Thursday, 10 September 2009

Restricted Entry

“A young man is not a fit person to attend lectures on political science, because he is not versed in the practical business of life from which politics draws its premises and subject-matter. Besides, he tends to follow his feelings, with the result that he will make no headway and derive no benefit from his course, since the object of it is not knowledge but action. It makes no difference whether he is young in age or youthful in character; the defect is due not to lack of years but to living, and pursuing one’s various aims, under sway of the feelings; for to people like this knowledge becomes as unprofitable as it is for the incontinent.” [1]

We should greatly enlarge the entrances to all the departments of political science in the land, not so as to admit more students, but so as to fit those words in large letters on the lintels.
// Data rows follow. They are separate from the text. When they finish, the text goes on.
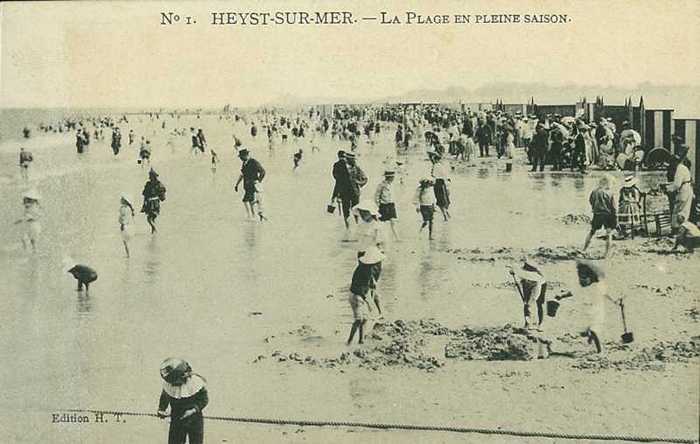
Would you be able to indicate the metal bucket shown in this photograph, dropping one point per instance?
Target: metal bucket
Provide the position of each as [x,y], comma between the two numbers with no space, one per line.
[552,307]
[627,337]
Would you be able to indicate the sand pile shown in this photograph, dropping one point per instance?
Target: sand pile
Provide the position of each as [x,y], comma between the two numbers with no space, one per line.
[546,254]
[648,358]
[575,219]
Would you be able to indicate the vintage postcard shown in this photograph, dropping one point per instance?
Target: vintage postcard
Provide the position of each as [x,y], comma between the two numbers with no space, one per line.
[349,221]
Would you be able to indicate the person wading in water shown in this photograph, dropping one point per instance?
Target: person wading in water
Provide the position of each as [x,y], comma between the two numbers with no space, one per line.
[252,175]
[153,195]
[1] Aristotle, The Nicomachean Ethics, I.iii:1095a, tr, J.A.K. Thomson (London: Penguin Books, 2004), p.6; capitalisation added to first letter.

At School

“If one looks upon nature as a tutor, and us poor humans as listeners, then one is inclined to give room to a quite strange idea of mankind. All of us sit in a school-lesson, have the principles necessary to understand and comprehend it, yet we are always listening more to the chatter of our classmates than to the lecture of the tutor. Or indeed when a classmate next to us notes something down, we crib from him, steal what perhaps he himself has dimly heard, and we add to it our own misspellings and mistaken views.”

[“Wenn man die Natur als Lehrerin, und die armen Menschen als Zuhörer betrachtet, so ist man geneigt, einer ganz sonderbaren Idee vom menschlichen Geschlechte Raum zu geben. Wir sitzen allsamt in einem Collegio, haben die Prinzipien, die nötig sind, es zu verstehen und zu fassen, horchen aber immer mehr auf die Plaudereien unserer Mitschüler, als auf den Vortrag der Lehrerin. Oder wenn ja einer neben uns etwas nachschreibt, so spicken wir von ihm, stehlen, was er selbst vielleicht undeutlich hörte, und vermehren es mit unsern eigenen orthographischen und Meinungsfehlern.”]

G.C. Lichtenberg, Sudelbücher (Frankfurt am Main und Leipzig: Insel Verlag, 1984), I/90,2, wahrscheinlich aus Sudelbuch K (1793), p.465; original emphasis.

Monday, 7 September 2009

A Review

“This website is made up of old, grumpy, impotent men who pretend to be profound thinkers. How sad they are with their limited views of life and how threatened they are with their deletions of other points of view. What is needed here are women’s perspectives, which tend to reflect more open and global perspectives. We doubt, however, that the ‘all-knowing’ men on this lowly blog would ever include intelligent responses to their shallow responses. Our criticisms of Curmudgeonry’s old men’s views have therefore been published in other international websites.”

Anonymous, in the combox to “Just a Beginning”, on this lowly blog.

Thursday, 3 September 2009

O Deo Whiggismum Odeo

“The best prediction that could have been made 20 years ago is that things can only get better. That’s also the best prediction that can be made now about the future and has been the best prediction that anyone can make about two decades in the future ever since we invented this liberal capitalism shtick back in 1750.”

Tim Worstall, “The best prediction of the past 20 years”, Tim Worstall (weblog), 3rd September 2009.